中国ではプレミアムブランドとして大成功
2000年代前半あたりからビュイックブランドはアメリカ市場よりも、中国市場のほうでより高い人気を博すようになった。2000年には、ほぼ中国専売といっていい形でフルサイズミニバンとなる「ビュイックGL8」の初代がデビュー。以降、現行モデルで4代目となるが、ラグジュアリーミニバンの先駆車としていまもなお中国におけるビュイックの看板車種となっている。

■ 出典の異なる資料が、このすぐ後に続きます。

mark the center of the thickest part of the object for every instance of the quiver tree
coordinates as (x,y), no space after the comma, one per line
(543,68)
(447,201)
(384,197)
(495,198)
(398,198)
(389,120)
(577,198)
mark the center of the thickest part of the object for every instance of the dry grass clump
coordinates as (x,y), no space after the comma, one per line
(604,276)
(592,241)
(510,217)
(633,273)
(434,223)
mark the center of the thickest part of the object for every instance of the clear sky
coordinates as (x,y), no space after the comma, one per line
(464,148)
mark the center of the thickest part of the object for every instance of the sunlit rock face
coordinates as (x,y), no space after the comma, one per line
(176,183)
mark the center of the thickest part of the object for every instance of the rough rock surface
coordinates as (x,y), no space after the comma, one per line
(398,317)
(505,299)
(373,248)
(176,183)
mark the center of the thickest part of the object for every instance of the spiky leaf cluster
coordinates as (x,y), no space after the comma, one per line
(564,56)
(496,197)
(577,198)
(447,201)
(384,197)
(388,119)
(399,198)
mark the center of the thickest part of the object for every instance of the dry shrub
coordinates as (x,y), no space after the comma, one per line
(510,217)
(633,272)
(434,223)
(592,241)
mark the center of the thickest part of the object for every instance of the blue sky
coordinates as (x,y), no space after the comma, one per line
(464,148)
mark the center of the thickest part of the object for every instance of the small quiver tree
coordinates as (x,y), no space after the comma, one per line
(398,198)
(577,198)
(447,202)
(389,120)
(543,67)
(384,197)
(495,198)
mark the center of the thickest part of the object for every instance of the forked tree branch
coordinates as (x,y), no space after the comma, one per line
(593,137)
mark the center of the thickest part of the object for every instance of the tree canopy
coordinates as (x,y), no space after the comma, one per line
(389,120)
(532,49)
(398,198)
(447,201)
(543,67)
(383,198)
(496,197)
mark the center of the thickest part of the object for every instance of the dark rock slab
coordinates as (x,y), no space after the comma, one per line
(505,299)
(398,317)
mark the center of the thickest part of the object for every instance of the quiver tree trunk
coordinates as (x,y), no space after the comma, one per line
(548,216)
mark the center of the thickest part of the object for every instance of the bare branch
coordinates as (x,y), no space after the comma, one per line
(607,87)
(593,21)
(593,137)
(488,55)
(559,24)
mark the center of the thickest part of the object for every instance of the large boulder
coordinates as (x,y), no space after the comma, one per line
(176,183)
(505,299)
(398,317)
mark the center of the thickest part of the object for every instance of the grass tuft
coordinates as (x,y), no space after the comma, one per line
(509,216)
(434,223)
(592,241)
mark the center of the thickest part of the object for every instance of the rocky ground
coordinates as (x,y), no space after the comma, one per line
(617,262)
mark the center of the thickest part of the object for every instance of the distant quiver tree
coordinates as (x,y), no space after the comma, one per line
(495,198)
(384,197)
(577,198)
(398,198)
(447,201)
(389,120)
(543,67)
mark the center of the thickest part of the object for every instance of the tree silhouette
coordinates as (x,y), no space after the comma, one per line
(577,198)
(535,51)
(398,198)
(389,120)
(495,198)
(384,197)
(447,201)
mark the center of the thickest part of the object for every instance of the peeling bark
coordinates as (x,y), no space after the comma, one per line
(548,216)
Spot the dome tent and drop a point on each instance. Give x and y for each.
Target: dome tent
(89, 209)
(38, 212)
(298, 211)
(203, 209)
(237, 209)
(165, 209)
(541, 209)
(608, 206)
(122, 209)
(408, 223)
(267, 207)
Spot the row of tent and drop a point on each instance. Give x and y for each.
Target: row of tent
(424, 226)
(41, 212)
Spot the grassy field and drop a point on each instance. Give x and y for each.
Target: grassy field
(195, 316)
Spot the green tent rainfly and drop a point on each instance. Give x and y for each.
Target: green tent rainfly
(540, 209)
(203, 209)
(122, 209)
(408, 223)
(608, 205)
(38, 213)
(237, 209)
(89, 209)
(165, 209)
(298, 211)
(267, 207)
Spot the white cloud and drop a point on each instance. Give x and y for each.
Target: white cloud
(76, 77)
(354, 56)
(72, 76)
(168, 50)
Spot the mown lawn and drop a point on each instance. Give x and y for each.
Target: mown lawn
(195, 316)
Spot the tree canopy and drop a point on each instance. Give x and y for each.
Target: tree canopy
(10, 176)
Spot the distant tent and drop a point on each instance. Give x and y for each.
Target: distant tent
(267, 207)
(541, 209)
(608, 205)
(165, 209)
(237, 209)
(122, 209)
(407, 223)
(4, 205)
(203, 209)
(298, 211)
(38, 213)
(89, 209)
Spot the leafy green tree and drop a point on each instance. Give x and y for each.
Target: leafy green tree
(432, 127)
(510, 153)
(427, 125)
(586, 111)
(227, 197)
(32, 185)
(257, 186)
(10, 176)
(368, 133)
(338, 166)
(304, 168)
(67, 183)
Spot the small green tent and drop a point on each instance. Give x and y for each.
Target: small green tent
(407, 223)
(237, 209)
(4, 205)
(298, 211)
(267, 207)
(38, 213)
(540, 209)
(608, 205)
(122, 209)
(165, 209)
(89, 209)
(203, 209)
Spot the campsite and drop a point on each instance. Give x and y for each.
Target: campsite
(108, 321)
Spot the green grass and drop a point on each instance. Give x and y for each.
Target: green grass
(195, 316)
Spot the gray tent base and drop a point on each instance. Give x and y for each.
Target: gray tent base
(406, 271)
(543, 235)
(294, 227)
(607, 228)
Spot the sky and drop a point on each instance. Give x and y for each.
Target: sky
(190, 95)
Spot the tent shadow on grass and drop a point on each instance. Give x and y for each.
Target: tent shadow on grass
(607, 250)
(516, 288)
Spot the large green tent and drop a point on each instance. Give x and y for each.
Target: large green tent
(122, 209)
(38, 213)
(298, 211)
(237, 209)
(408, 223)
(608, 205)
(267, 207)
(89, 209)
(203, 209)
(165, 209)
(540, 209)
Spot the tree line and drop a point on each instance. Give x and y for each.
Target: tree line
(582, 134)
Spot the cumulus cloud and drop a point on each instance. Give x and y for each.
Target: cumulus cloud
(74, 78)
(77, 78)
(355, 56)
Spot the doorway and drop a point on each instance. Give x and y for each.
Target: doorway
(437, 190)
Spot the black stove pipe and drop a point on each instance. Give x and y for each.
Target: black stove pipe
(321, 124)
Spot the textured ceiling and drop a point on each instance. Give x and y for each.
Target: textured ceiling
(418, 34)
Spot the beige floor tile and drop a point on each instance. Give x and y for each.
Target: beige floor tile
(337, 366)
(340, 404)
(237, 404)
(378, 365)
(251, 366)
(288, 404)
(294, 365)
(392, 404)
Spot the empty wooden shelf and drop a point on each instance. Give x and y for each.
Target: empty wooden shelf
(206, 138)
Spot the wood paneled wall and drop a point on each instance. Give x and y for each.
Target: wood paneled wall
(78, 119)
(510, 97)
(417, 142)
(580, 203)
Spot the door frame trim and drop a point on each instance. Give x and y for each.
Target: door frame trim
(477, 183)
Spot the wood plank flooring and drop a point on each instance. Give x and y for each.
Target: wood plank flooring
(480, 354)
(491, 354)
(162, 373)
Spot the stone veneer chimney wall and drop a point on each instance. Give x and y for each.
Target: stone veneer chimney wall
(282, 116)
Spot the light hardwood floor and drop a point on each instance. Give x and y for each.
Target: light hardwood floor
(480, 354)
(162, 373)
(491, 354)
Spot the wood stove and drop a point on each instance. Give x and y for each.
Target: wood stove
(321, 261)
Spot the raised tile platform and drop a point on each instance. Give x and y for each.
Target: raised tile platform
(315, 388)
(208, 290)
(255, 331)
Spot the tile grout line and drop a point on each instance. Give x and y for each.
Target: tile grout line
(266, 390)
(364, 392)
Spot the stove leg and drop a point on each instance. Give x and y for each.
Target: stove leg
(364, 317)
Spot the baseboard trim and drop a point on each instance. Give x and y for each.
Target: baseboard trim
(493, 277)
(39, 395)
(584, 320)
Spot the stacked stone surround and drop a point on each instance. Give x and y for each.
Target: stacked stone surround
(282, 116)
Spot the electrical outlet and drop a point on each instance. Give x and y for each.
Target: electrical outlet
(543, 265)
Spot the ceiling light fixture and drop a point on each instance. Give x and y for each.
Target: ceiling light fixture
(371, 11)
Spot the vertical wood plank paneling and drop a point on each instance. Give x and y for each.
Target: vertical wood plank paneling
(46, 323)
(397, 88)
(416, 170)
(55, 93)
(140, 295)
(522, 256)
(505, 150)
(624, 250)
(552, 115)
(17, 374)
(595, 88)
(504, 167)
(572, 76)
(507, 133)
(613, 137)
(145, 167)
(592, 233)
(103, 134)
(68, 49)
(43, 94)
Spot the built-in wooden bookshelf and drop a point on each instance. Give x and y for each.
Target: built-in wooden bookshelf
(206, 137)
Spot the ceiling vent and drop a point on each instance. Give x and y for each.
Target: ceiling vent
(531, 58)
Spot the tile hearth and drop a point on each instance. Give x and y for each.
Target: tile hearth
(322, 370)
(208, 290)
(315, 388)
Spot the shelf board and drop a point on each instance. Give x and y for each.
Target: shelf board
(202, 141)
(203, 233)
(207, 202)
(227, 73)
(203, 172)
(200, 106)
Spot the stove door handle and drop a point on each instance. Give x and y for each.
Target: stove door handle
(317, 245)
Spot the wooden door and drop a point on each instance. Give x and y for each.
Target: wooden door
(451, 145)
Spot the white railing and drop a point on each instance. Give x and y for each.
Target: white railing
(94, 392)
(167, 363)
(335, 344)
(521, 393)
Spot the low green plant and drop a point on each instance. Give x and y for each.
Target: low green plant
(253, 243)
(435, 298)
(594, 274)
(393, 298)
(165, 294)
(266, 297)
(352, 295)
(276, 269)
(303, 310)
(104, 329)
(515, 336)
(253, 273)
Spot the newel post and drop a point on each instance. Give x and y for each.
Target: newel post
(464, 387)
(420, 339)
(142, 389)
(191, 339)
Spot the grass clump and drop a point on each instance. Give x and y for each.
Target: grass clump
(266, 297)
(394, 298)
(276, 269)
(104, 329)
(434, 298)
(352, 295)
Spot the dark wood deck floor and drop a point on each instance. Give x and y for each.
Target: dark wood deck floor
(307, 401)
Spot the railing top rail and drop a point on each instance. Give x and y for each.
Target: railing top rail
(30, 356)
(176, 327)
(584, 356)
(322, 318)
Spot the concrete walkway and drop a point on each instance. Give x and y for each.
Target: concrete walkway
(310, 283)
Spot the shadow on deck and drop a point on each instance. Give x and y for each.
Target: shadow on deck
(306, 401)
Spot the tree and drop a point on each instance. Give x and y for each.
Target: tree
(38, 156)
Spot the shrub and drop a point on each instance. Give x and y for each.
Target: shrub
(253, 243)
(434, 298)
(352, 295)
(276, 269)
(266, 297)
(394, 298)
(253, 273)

ビュイックブランド車はアメリカでは4車種のみのラインアップとなっているが、中国ではモデルラインアップが細かく同条件でカウントできないが、12車種ほどラインアップされ、アメリカ市場では存在しないPHEV(プラグインハイブリッド車)やBEV(バッテリー電気自動車)も豊富に取り揃えている。
このような状況なので、いつしかアメリカでも「ビュイック=中国向けブランド」のような印象をもつようになった。南カリフォルニアではせいぜいアンクレイブをパラパラ見かける程度だったが、2024年秋に南カリフォルニアを訪れると、ビュイック車を2023年と比べても結構な頻度で見かけることができた。
街なかでよく見かけるのは、トヨタRAV4クラスのサイズとなるクーペSUVスタイルを採用する「エンビスタ」と、コンパクトクロスオーバーSUVとなる「アンコール」の2台。ビュイックは2024年モデル(2023年秋より発売)にて、アンコールとエンビスタの上級車となる「エンビジョン」をビッグマイナーチェンジし、エンビスタと共通イメージの顔つきに変更しているので、それもあってビュイック車が目立つように見えたのかもしれないが、この顔つきになってから、アメリカ人消費者のなかでも好んで乗る人が出てきているように見えた。
ただし、GMのなかのビュイックというアメリカンブランド車となるが、生産はアメリカやカナダ、メキシコでもない。アンコールとエンビスタは「GMコリア製」、つまり韓国製となっている。エンビジョンについては実車で原産国表示を探したのだが見つけることができず、調べてみると「上海通用(上海GM)製」つまり中国製となっているようである。エンビスタの兄弟車ともいえる「シボレー・トラックス」、アンコールの兄弟車「シボレー・トレイルブレイザー」もアメリカではGMコリア製が販売されている。
筆者は2024年秋に南カリフォルニアを訪れてレンタカーを借りるときに、「あっ シボレーのクルマがある」としてセレクトしようとしたのだが、それがシボレー・トラックスだと気がついてすぐやめた(アメリカ生産のアメリカ車に乗りたかった)。
GMでは、アメリカ国内工場で生産した車種については、運転席ドアのラッチ部分にそれぞれの工場で異なったデザインのシールが貼ってあるので、同じGM車でもアメリカ国内製か否かをすぐに判別することができる。それだけGM車を買う人は自国生産か否かにこだわるのかもしれない。
そう考えると、いまどきビュイック車に乗るユーザーというのは、アメリカンモデルに乗っているというよりは、海外ブランドモデルに乗る感覚でいるのかもしれない。